The classical music series at Eddie’s Attic kicked back into gear on Sunday with violist Jennifer Stumm and pianist Elizabeth Pridgen, one month after the duo recorded a new CD for the British Orchid Classics label, to be released next April. “We recorded August 8-10 at Potton Hall, a beautiful purpose-built barn in the Suffolk countryside, with an amazing producer, Jeremy Hayes, who was a former BBC honcho,” Stumm said in an email.
The recording features Hector Berlioz’ “Harold in Italy” as transcribed for viola and piano by Franz Liszt, with each of that work’s four movements paired with a song by Liszt that Stumm said “expounded well on the Berlioz. The idea is for the album to be a narrative, start to finish, and thus the movements of Harold won’t be contiguous.”
The album served as the premise for Sunday’s concert, and except for the absence of Liszt’s “Nuages gris,” what Stumm and Pridgen performed at Eddie’s was the same music, in the same order, as on the disc.
While “Harold in Italy” is best known in its original version for viola and large orchestra, Stumm cited advantages of the transcription for viola and piano. “The greatest pleasure for the violist in this version is freedom of sound, not having to worry about being heard over a massive orchestra,” she said. “It was also a delight to bring out all of the genius [of] detail in the piece and Berlioz’ sense of play — something that with just two performers was more immediately possible than with 110.”
The remaining three companion pieces by Liszt were “Romance oubliee” (1880), “Oh! quand je dors” (the first version from 1842) and “Schlaflos! Fragen und Antwort” (1883, a nocturne after a poem by Toni Raab).
Stumm is a native Atlantan who attended Westminster High School and played in the Atlanta Symphony Youth Orchestra, then studied at the Curtis Institute of Music in Philadelphia. She is a world-traveling soloist and the international chair of viola at the Royal College of Music in London. She comes back home to visit family several times a year and played a concert at Eddie’s Attic while in town last September.
Pridgen, also an Atlanta native, earned her music degrees at the Peabody Conservatory and Juilliard School and is now a distinguished artist and piano chair for the McDuffie Center for Strings at Mercer University in Macon. She has become especially noted as a collaborative pianist in performances on both sides of the Atlantic and has a notable presence on the Atlanta scene.
The two work well together, and with this music. As she did early in the summer with a Brahms sonata, Stumm drew from her instrument a luscious contralto singing tone that suited the romantic passions and sentiments of the music, but with the ability to give it transparency where the music asked for it. Pridgen also demonstrated her ability to shape lyrical singing phrases while commanding the considerable “big-handed” demands of Liszt.
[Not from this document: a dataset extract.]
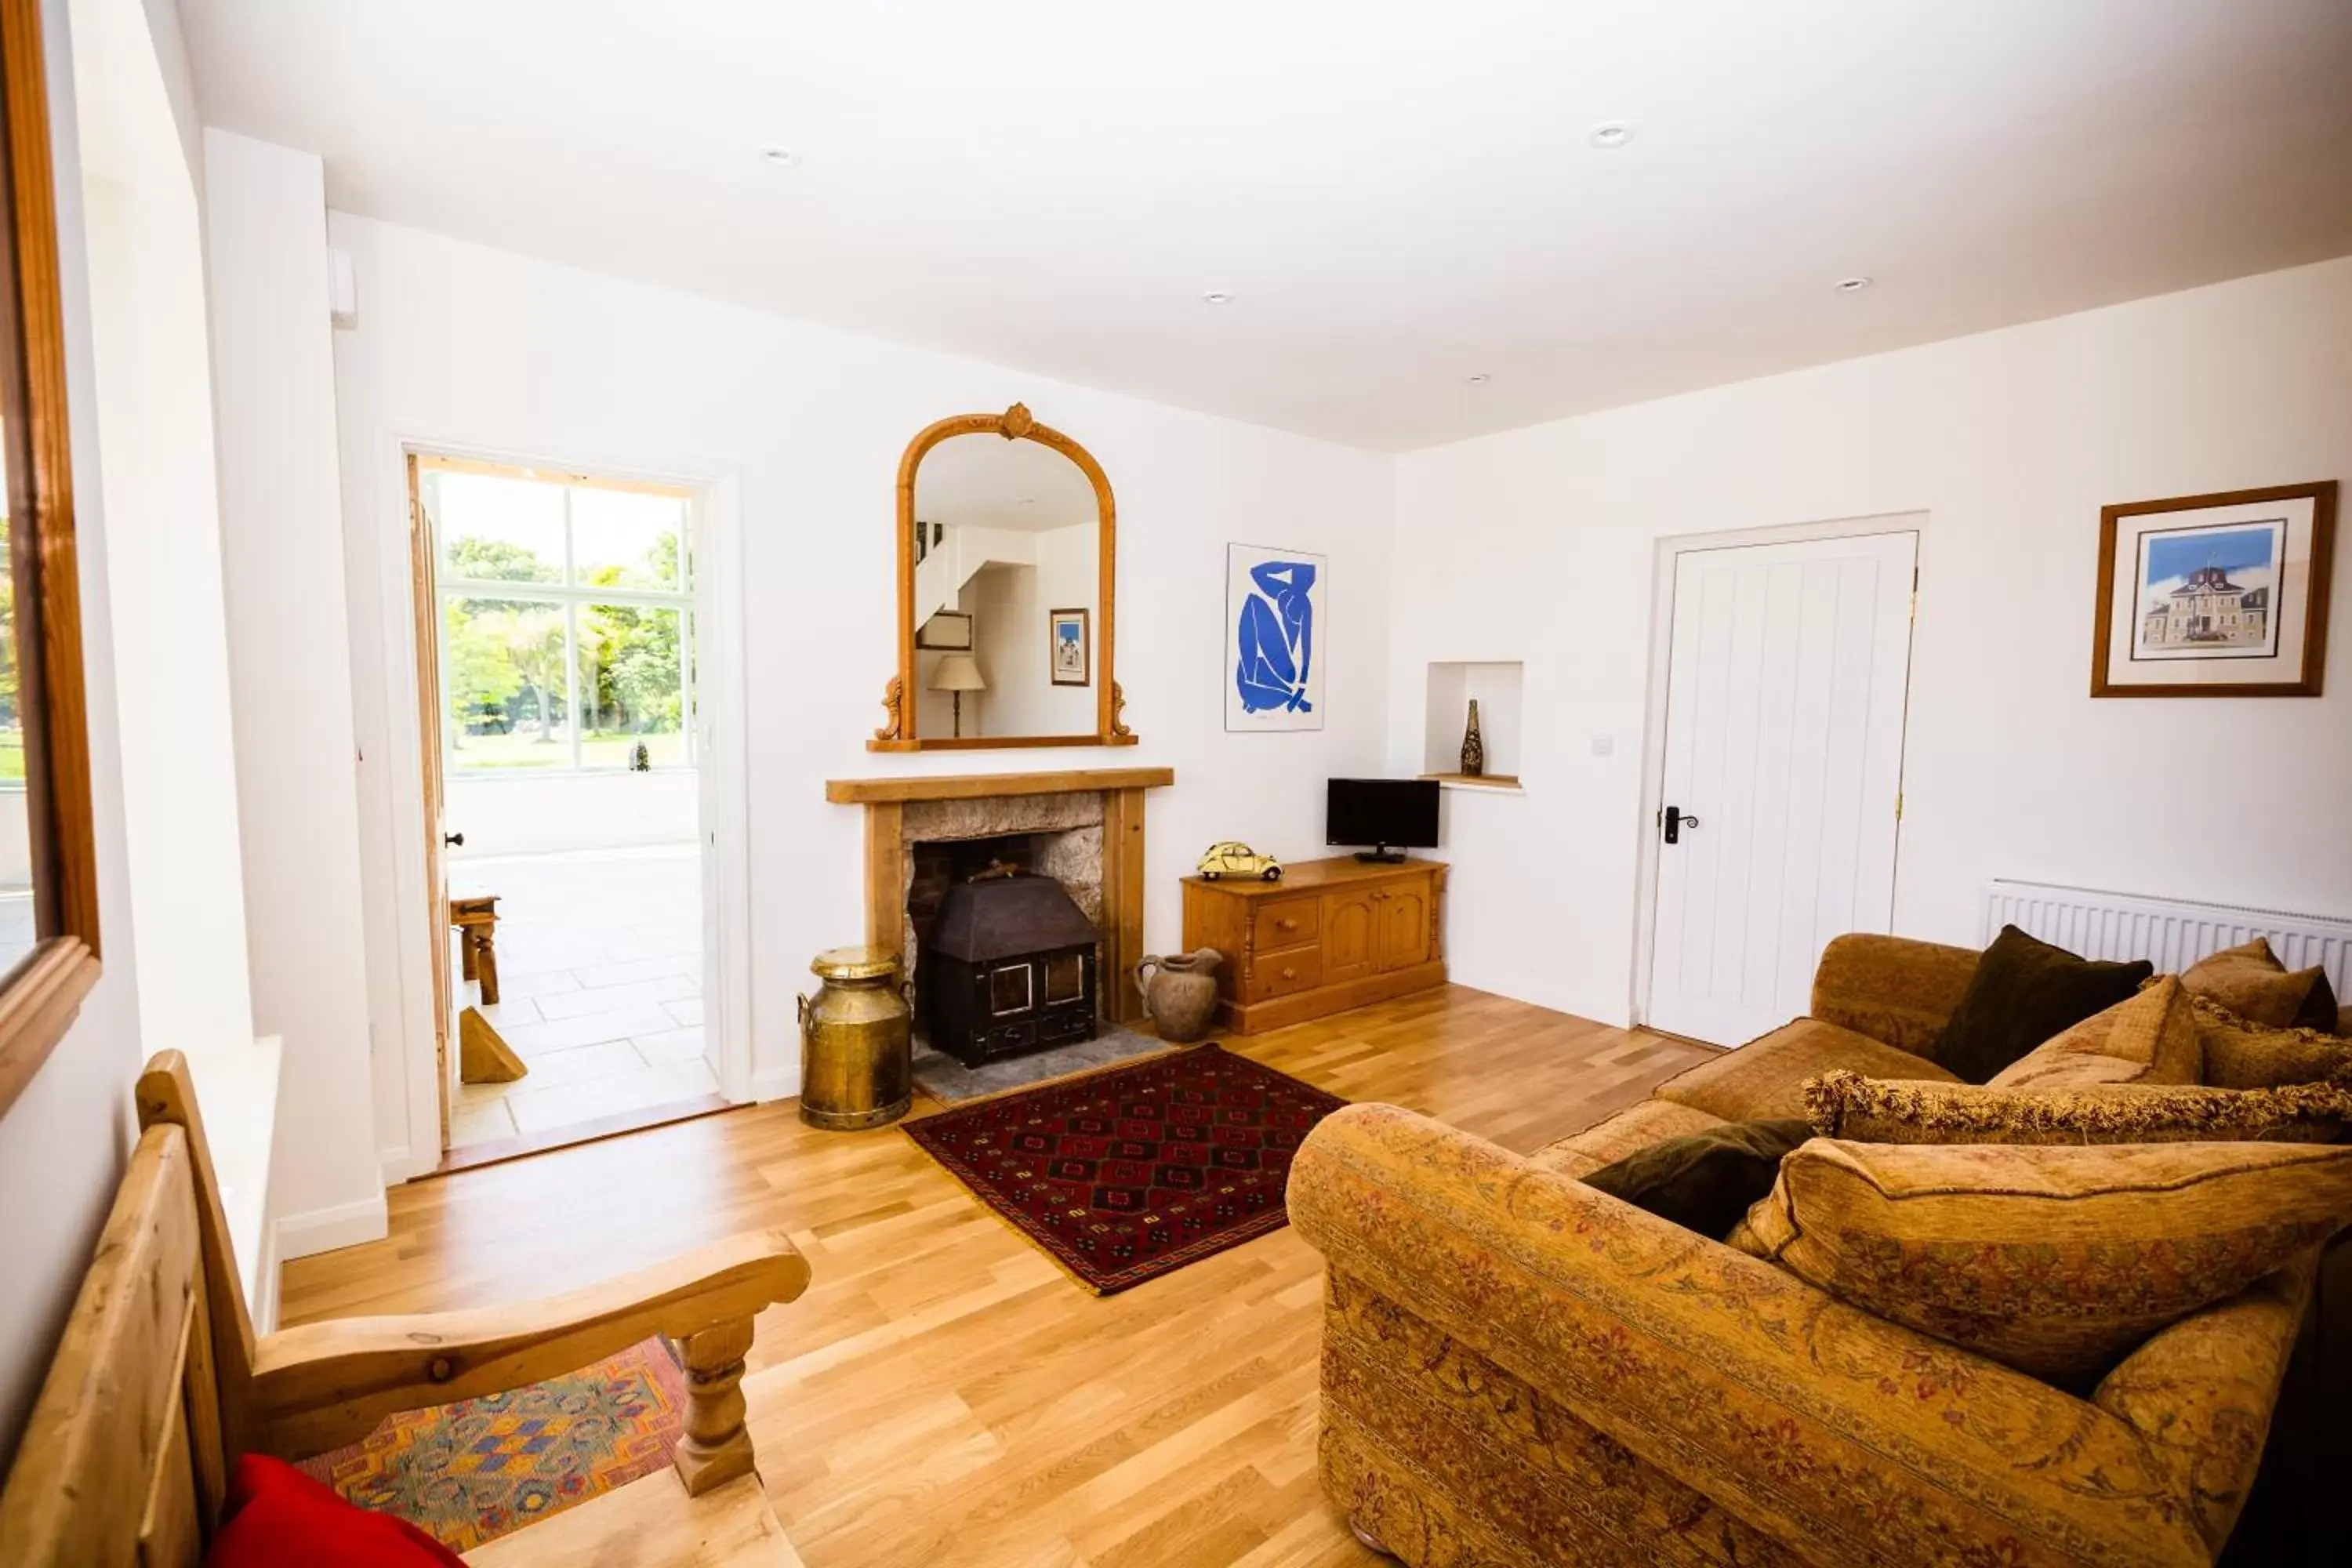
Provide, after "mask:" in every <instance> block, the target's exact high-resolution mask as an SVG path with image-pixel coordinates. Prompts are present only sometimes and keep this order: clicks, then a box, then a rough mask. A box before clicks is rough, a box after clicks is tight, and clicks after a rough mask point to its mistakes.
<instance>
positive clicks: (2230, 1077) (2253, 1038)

And she did it while battling a major obstacle.
If there was a downside to the recital it was the piano itself, a rented, very short-scale Essex. Designed by Steinway but manufactured in China by the Pearl River Piano Group, the Essex is a “budget” instrument intended for entry-level musicians, not professional performances. From the very first notes, the piano began slouching its way out of tune. It was no match for Pridgen’s prodigious playing nor the physical demands of Liszt’s piano parts. In the penultimate piece, such was the force of the hammerstrokes that some of the strings let out a couple of wirey metallic screams for mercy.
The primary problem was not the shortness of scale, something necessitated by the small stage at Eddie’s Attic. There are short-scaled pianos that have proven bright in tone but otherwise satisfactory in recitals where limited space is a factor. This was simply not one of them. Eddie’s was not involved at all in the instrument rental, so no fault there. The artists had trusted a well-known piano firm to supply a suitable instrument and, as they themselves recognized, wound up on the receiving end of an expensive mistake.
Nevertheless, the sizable audience, which filled the tables and barstools, seemed to love it. Ovations included a few shouts of “awesome!” for the piano-centric final movement of “Harold in Italy.”
Those who were there and had not previously heard Pridgen perform should make a special effort to hear her again at the helm of a fine instrument, as was the case at last season’s mid-April concert by the Georgian Chamber Players at Trinity Presbyterian Church. That’s only one of several traditional concert spots in the city with an excellent, well-maintained in-house piano, the kind of context in which Stumm and Pridgen could play this Berlioz-Liszt repertoire again and really make it blossom into fuller flower. Let’s hope they will.